Objective To investigate the association of morphine exposure in very preterm infants with cerebral volumes and neurodevelopmental outcome from birth through middle childhood. Study design Observational study of very preterm infants in the Victorian Infant Brain Study cohort. A total of 230 infants born <30 weeks' gestational age or <1250 g were recruited from all admissions to the neonatal intensive care unit of the Royal Women's Hospital. Fifty-seven (25%) infants received morphine analgesia during their neonatal intensive care unit stay at the attending physician's discretion. Primary outcomes were regional brain volumes at term and 7 years; neurobehavioral performance at term; and cognitive, motor, emotional, behavioral, communication, and executive function scores at age 2 and 7 years. Linear regressions were used to compare outcomes between participants who did and did not receive morphine.
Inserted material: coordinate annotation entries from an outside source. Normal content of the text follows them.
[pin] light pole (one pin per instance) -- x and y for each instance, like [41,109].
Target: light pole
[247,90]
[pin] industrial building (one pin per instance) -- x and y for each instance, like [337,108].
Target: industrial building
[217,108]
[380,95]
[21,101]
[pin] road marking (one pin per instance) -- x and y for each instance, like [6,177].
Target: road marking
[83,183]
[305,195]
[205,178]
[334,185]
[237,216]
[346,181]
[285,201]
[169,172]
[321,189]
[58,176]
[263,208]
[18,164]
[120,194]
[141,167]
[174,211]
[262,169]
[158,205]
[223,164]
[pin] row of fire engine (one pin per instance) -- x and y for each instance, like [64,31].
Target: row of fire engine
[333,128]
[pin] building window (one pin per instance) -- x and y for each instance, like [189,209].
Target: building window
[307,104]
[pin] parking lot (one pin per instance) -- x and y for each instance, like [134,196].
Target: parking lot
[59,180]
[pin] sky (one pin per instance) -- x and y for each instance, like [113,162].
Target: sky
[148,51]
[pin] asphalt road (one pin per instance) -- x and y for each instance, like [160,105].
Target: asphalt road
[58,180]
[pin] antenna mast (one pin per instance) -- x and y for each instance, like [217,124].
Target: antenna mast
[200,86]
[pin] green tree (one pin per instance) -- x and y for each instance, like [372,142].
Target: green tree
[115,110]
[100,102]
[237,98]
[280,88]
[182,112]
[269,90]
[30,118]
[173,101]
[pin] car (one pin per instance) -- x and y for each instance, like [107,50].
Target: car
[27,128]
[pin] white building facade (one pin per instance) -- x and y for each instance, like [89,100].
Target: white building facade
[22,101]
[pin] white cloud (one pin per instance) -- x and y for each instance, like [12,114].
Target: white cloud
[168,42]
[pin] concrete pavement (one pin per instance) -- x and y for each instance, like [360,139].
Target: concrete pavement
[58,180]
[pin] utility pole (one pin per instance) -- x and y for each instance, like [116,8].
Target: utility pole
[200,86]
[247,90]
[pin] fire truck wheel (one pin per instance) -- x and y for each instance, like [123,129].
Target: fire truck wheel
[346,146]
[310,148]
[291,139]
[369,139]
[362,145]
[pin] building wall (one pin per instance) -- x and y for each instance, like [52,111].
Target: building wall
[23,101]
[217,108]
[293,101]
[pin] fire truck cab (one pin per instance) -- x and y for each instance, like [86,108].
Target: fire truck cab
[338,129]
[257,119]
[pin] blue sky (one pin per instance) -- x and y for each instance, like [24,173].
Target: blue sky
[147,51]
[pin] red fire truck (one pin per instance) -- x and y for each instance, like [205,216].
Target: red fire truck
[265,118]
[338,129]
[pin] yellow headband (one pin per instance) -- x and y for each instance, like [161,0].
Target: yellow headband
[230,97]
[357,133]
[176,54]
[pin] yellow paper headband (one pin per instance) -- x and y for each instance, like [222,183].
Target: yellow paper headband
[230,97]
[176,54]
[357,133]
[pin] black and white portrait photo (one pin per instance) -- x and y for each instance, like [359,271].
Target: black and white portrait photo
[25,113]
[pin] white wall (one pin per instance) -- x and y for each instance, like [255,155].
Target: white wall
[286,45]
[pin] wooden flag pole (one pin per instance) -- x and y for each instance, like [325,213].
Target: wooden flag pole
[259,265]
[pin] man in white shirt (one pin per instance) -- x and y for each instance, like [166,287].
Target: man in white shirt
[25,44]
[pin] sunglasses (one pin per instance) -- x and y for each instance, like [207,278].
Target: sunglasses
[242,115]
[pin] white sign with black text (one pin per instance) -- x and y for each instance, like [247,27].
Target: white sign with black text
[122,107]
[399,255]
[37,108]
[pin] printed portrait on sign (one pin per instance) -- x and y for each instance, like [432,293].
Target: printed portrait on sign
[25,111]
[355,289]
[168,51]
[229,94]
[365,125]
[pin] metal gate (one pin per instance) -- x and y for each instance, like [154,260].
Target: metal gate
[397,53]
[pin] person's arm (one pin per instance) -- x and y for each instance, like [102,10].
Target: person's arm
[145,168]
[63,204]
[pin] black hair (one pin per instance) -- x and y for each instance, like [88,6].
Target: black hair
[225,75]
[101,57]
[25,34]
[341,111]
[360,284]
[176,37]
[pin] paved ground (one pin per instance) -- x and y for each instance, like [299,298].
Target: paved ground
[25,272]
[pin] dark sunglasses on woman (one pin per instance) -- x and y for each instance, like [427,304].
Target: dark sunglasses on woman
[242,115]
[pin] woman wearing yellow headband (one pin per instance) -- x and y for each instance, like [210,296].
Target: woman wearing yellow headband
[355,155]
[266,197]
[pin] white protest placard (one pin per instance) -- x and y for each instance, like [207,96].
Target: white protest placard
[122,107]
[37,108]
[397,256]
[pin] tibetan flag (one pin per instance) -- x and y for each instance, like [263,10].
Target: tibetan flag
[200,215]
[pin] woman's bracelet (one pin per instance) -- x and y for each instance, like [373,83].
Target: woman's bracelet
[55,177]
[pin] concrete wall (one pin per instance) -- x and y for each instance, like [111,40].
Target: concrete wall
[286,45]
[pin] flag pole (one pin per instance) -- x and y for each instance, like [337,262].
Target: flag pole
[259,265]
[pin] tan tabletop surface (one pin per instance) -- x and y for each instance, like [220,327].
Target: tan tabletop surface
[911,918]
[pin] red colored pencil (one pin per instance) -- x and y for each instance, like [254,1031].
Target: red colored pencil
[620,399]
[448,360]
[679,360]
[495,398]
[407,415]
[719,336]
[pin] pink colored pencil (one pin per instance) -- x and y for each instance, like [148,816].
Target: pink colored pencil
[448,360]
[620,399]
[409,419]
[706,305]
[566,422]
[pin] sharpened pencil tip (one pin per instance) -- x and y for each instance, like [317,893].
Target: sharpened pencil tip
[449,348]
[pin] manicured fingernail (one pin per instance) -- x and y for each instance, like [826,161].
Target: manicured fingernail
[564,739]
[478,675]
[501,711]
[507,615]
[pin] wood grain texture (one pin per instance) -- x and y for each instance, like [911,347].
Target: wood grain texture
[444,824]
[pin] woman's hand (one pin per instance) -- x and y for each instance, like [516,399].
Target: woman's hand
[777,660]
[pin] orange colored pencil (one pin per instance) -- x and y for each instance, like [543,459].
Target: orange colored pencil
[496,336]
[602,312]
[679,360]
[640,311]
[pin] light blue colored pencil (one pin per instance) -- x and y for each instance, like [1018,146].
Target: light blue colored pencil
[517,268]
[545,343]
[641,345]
Results At term, preterm infants who received morphine had similar rates of gray matter injury to no-morphine infants, but a trend toward smaller cortical volumes in the orbitofrontal (Pleft =.002, Pright =.01) and subgenual (Pleft =.01) regions. At 7 years, cortical volumes did not differ between groups. At 2 years, morphine-exposed children were more likely to show behavioral dysregulation (P =.007) than no-morphine children, but at 7 years no detrimental impacts of morphine on neurobehavioral outcome were observed. Conclusions Low-dose morphine analgesia received during neonatal intensive care was associated with early alterations in cerebral structure and short-term neurobehavioral problems that did not persist into childhood.